From mboxrd@z Thu Jan  1 00:00:00 1970
Return-Path: <linux-kernel-owner@vger.kernel.org>
Received: (majordomo@vger.kernel.org) by vger.kernel.org via listexpand
        id S932853AbdC2Wyf (ORCPT <rfc822;w@1wt.eu>);
        Wed, 29 Mar 2017 18:54:35 -0400
Received: from mail-wr0-f193.google.com ([209.85.128.193]:35473 "EHLO
        mail-wr0-f193.google.com" rhost-flags-OK-OK-OK-OK) by vger.kernel.org
        with ESMTP id S1752656AbdC2Wyd (ORCPT
        <rfc822;linux-kernel@vger.kernel.org>);
        Wed, 29 Mar 2017 18:54:33 -0400
Date: Thu, 30 Mar 2017 00:54:30 +0200
From: Frederic Weisbecker <fweisbec@gmail.com>
To: Rik van Riel <riel@redhat.com>
Cc: Luiz Capitulino <lcapitulino@redhat.com>,
        Wanpeng Li <kernellwp@gmail.com>, linux-kernel@vger.kernel.org,
        Thomas Gleixner <tglx@linutronix.de>
Subject: Re: [BUG nohz]: wrong user and system time accounting
Message-ID: <20170329225428.GC23895@lerouge>
References: <20170323165512.60945ac6@redhat.com>
 <CANRm+CxcgSP2-x+A822DmHLvFLzFmTptS6oYwYtwVdErTpiB=Q@mail.gmail.com>
 <1490636129.8850.76.camel@redhat.com>
 <20170328132406.7d23579c@redhat.com>
 <20170329131656.1d6cb743@redhat.com>
 <1490818125.28917.11.camel@redhat.com>
MIME-Version: 1.0
Content-Type: text/plain; charset=iso-8859-1
Content-Disposition: inline
Content-Transfer-Encoding: 8bit
In-Reply-To: <1490818125.28917.11.camel@redhat.com>
User-Agent: Mutt/1.5.24 (2015-08-30)
Sender: linux-kernel-owner@vger.kernel.org
List-ID: <linux-kernel.vger.kernel.org>
X-Mailing-List: linux-kernel@vger.kernel.org

(Adding Thomas in Cc)

On Wed, Mar 29, 2017 at 04:08:45PM -0400, Rik van Riel wrote:
> On Wed, 2017-03-29 at 13:16 -0400, Luiz Capitulino wrote:
> > On Tue, 28 Mar 2017 13:24:06 -0400
> > Luiz Capitulino <lcapitulino@redhat.com> wrote:
> > 
> > >  1. In my tracing I'm seeing that sometimes (always?) the
> > >     time interval between two timer interrupts is less than 1ms
> > 
> > I think that's the root cause.
> > 
> > In this trace, we see the following:
> > 
> >  1. On CPU15, we transition from user-space to kernel-space because
> >     of a timer interrupt (it's the tick)
> > 
> >  2. vtimer_delta() returns 0, because jiffies didn't change since the
> >     last accounting
> > 
> >  3. While CPU15 is executing in kernel-space, jiffies is updated
> >     by CPU0
> > 
> >  4. When going back to user-space, vtime_delta() returns non-zero
> >     and the whole time is accounted for system time (observe how
> >     the cputime parameter in account_system_time() is less than 1ms)
> 
> In other words, the tick on cpu0 is aligned
> with the tick on the nohz_full cpus, and
> jiffies is advanced while the nohz_full cpus
> with an active tick happen to be in kernel
> mode?

Ah you found out faster than me :-)

> Frederic, can you think of any reason why
> the tick on nohz_full CPUs would end up aligned
> with the tick on cpu0, instead of running at some
> random offset?

tick_init_jiffy_update() takes that decision to align all ticks.

I'm not sure why.
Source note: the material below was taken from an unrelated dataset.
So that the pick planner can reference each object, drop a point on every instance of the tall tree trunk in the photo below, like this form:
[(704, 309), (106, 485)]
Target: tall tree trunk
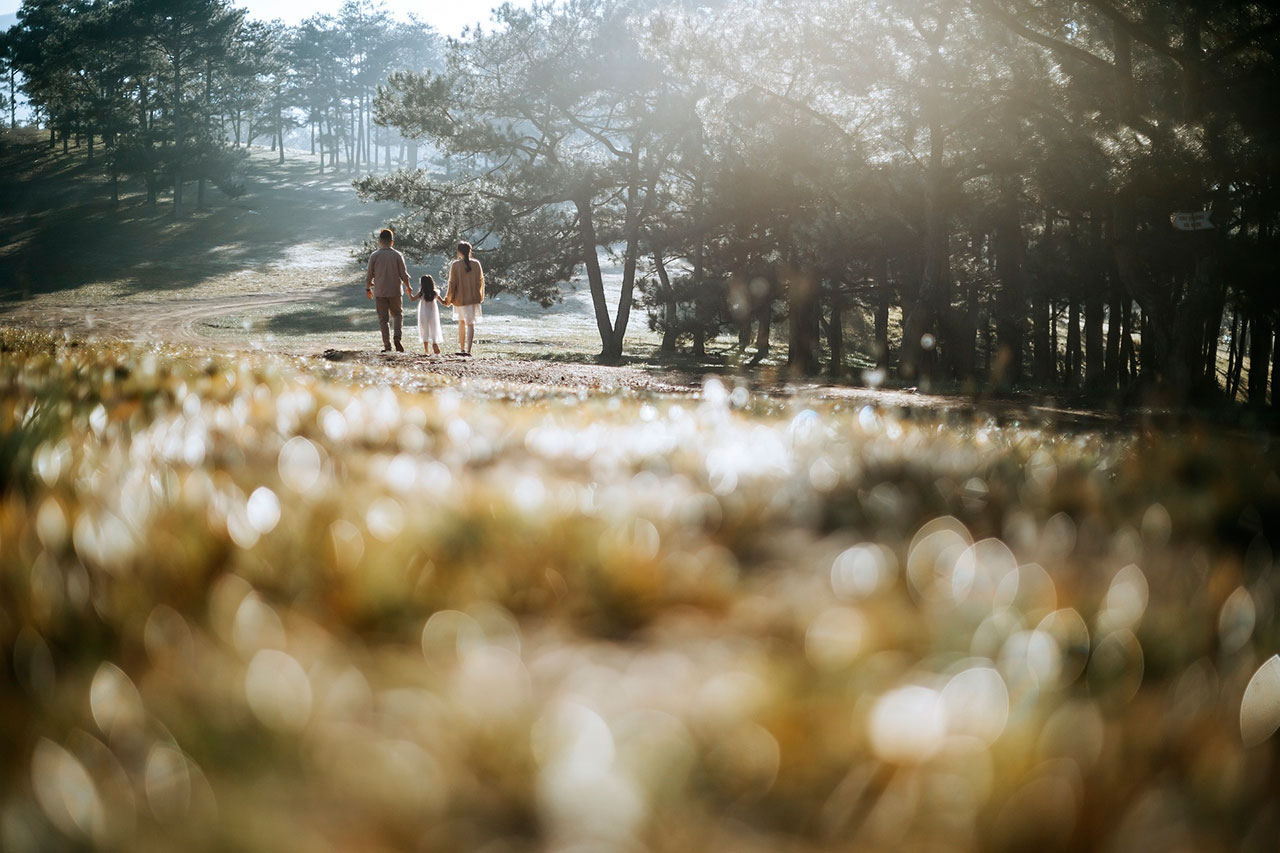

I don't see anything that could depend on that
wide tick synchronization. The jiffies update itself relies on ktime
to check when to update it. So even if the tick fires a bit later
on CPU 1 than on CPU 0, the jiffies updates should stay coherent and
should never exceed 999us delay in the worst case (for HZ=1000)
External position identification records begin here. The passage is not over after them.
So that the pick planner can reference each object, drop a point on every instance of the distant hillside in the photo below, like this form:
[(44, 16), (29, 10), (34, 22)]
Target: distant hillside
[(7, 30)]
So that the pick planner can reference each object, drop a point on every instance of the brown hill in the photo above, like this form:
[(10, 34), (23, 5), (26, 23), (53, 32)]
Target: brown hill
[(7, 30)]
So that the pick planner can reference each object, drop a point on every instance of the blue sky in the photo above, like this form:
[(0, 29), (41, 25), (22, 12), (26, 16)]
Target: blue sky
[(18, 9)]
Now I might overlook something.

> 
> A random offset, or better yet a somewhat randomized
> tick length to make sure that simultaneous ticks are
> fairly rare and the vtime sampling does not end up
> "in phase" with the jiffies incrementing, could make
> the accounting work right again.
> 
> Of course, that assumes the above hypothesis is correct :)
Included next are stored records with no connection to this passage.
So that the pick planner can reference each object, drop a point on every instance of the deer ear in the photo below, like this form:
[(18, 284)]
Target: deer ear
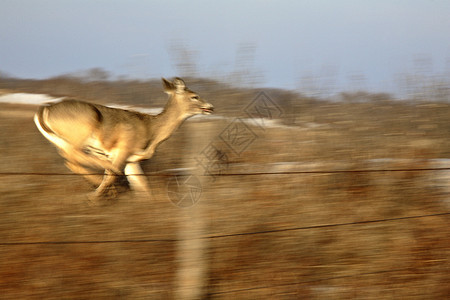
[(179, 84)]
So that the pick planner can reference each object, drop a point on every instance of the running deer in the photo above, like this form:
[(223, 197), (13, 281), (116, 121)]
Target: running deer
[(92, 136)]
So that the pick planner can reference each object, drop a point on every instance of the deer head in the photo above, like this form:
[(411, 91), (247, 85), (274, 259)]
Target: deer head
[(184, 99)]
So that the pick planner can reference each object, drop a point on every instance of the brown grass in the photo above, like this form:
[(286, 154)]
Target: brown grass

I'm not sure that randomizing the tick start per CPU would be a
right solution. Somewhere in the world you can be sure the tick
randomization of some nohz_full CPU will coincide with the tick
of CPU 0 :o)

Or we could force that tick on nohz_full CPUs to be far from
CPU 0's tick... I'm not sure such a solution would be accepted though.